Ô anges de lumière ! voici donc ce que M. de Thibouville me mande sous votre cachet :

« Mais j’aurai bien autre chose encore. Oui, oui, oui, j’en sais plus que je n’en dis, peut-être plus que vous-même, qui me tenez rigueur, entendez-vous ? Mon Dieu ! que cela sera beau ! »

Il en sait plus qu’il n’en dit, donc il a lu mes roués[1] ; il en sait plus que moi, donc il sait votre sentiment sur mes roués, que je ne sais pas encore. Il est donc dans la bouteille ; vous lui avez donc fait jurer de garder le secret : ce secret est essentiel ; c’est en cela que consiste tout l’agrément de la chose. Figurez-vous quel plaisir de donner cela sous le nom d’un adolescent sortant du séminaire. Comme on favorisera ce jeune homme, qui s’appelle, je crois, Marcel ! Voilà la vraie tragédie, dira Fréron. Les soldats de Corbulon[2] diront : Ce jeune homme pourra un jour approcher du grand Crébillon ; et mes anges de rire. Si on siffle, mes anges ne feront semblant de rien ; quoi qu’il arrive, c’est un amusement sûr pour eux, et c’est tout ce que je prétendais.

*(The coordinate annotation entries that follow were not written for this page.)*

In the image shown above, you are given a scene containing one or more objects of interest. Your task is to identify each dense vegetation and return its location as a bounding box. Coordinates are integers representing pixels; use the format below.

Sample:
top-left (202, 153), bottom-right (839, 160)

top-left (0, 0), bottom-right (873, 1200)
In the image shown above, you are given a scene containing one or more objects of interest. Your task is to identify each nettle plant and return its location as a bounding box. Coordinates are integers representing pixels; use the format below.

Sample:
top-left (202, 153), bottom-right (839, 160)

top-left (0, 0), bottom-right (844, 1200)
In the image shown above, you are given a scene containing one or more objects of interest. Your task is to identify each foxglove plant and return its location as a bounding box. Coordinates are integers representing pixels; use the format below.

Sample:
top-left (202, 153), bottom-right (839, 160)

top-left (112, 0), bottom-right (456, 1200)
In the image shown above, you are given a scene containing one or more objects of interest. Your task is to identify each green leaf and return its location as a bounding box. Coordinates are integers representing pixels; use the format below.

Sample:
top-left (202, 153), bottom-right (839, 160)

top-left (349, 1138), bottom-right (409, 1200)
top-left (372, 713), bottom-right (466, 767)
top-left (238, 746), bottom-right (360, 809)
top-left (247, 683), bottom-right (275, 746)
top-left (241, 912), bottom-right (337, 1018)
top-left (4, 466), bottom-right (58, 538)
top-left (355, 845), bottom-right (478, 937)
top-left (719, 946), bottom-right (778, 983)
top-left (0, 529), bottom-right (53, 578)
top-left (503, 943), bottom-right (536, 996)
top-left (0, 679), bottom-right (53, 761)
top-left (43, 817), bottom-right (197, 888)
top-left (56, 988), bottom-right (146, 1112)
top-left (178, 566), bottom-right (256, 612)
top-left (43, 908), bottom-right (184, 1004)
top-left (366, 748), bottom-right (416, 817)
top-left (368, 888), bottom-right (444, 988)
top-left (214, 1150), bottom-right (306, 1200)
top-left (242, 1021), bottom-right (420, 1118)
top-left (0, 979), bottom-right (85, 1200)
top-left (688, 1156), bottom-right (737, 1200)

Mais me voici à présent bien loin de la poésie et de cette niche que vous ferez au public. Mon procès me tourmente[3]. Je prévois une perte de temps effroyable. Si je peux parvenir à raccrocher cette affaire au croc du conseil, dont on l’a décrochée, je suis trop heureux. Elle y pendra longtemps, et j’aurai toujours le plaisir de me moquer d’un homme d’église ingrat et chicaneur. Il y a un siècle que je n’ai reçu des nouvelles de mon frère Damilaville ; je ne sais plus comme le monde est fait.

Respect et tendresse,


5357. — DE M. DE BRETEUIL[4],
ministre plénipotentiaire en russie.
Paris, ce 1er août 1763.

J’étais parti de Russie, monsieur, quand la lettre dont vous m’avez honoré y a été apportée par M. Féronce ; elle m’a été renvoyée ici depuis

  1. Voyez page précédente.
  2. Voyez la note 2, tome XXXVII, page 406.
  3. Pour une dîme ; voyez ci-après la lettre à Damilaville, du 13 auguste.
  4. Éditeurs, Bavoux et François. — La lettre de Voltaire, à laquelle M. de Breteuil répond en termes si aimables, n’a malheureusement pas été retrouvée. (A. F.)